Clustering is a classical unsupervised machine learning technique. It has various applications in criminal justice, automated resume processing, bank loan approvals, recommender systems, and many more. Despite being so popular, traditional clustering algorithms may result in discriminatory behavior towards a group of people (or individuals) and have societal impacts. It has led to the study of fair clustering algorithms that aim to minimize the clustering cost while ensuring fairness criteria.
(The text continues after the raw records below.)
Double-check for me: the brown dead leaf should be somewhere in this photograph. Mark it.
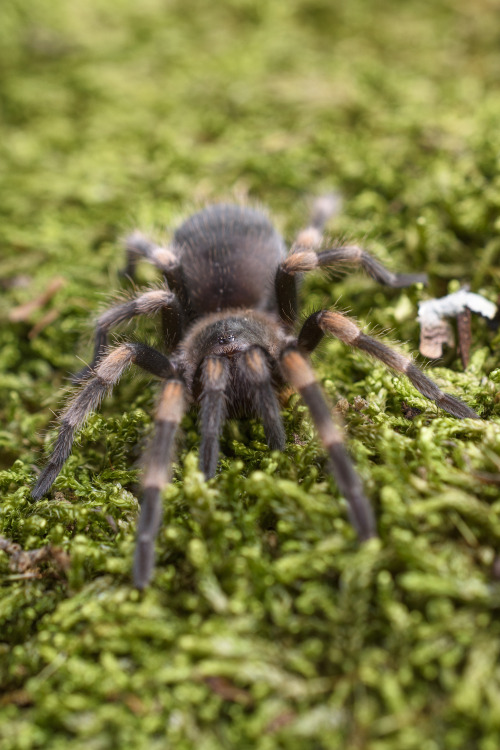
[457,308,472,370]
[0,536,70,578]
[9,276,66,323]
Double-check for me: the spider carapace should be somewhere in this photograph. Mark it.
[32,203,478,589]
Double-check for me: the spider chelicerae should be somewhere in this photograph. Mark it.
[32,196,478,589]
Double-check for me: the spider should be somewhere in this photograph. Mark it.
[32,196,478,589]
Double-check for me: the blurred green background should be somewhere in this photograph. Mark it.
[0,0,500,750]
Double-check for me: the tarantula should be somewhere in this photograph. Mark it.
[32,197,478,589]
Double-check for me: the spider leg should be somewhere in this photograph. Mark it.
[200,356,229,479]
[121,230,179,279]
[72,289,183,383]
[274,195,339,324]
[298,310,480,419]
[31,343,174,500]
[133,380,185,590]
[275,211,427,323]
[237,346,286,451]
[281,242,427,289]
[281,348,377,540]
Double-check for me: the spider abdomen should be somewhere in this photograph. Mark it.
[173,204,286,317]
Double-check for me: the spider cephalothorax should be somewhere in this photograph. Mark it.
[33,203,477,589]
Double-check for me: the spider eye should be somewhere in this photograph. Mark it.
[217,334,234,346]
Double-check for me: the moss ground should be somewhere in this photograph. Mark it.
[0,0,500,750]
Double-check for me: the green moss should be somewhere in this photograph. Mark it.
[0,0,500,750]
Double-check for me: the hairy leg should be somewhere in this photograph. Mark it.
[31,344,174,500]
[122,230,178,279]
[73,289,183,383]
[298,310,479,419]
[237,346,286,450]
[280,348,377,540]
[133,380,185,590]
[274,195,340,324]
[200,356,229,479]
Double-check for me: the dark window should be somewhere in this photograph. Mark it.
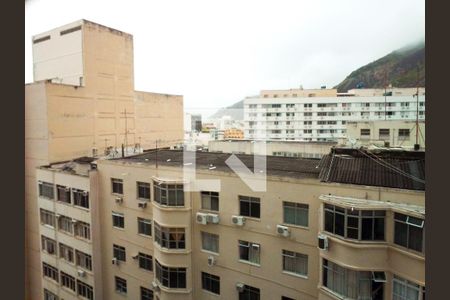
[72,189,89,208]
[155,260,186,289]
[42,262,58,282]
[138,218,152,236]
[113,244,126,261]
[153,182,184,206]
[77,280,94,300]
[61,271,76,292]
[56,185,71,204]
[114,276,127,294]
[201,191,219,211]
[239,285,260,300]
[39,182,55,199]
[239,241,261,264]
[75,250,92,271]
[283,202,309,227]
[155,222,186,249]
[138,252,153,271]
[141,286,153,300]
[112,212,125,228]
[202,272,220,295]
[137,182,150,200]
[324,204,386,241]
[394,213,425,252]
[111,178,123,195]
[239,196,261,219]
In the talk, we will primarily focus on group fair clustering which primarily requires that data points from each protected group have approximately equal representation in every cluster. This talk will start by discussing the relationships between existing notions in group fair clustering and algorithms in this literature. I will also discuss the advantages and disadvantages of existing algorithms in terms of theoretical guarantees, time complexity, and reproducibility. Finally, the talk will conclude by providing new directions and open problems in fair clustering.

Shweta Jain, IIT Ropar

Shweta Jain is an assistant professor in the computer science and engineering department at the Indian Institute of Technology, Ropar. Her research interests are machine learning, game theory, and mechanism design. She obtained her Ph.D. in Computer Science and Engineering from IISc, Bangalore, and worked as an assistant professor at IIT Bhubaneshwar before joining IIT Ropar. She is also heading the Indo-Taiwan Joint Research Center at IIT Ropar.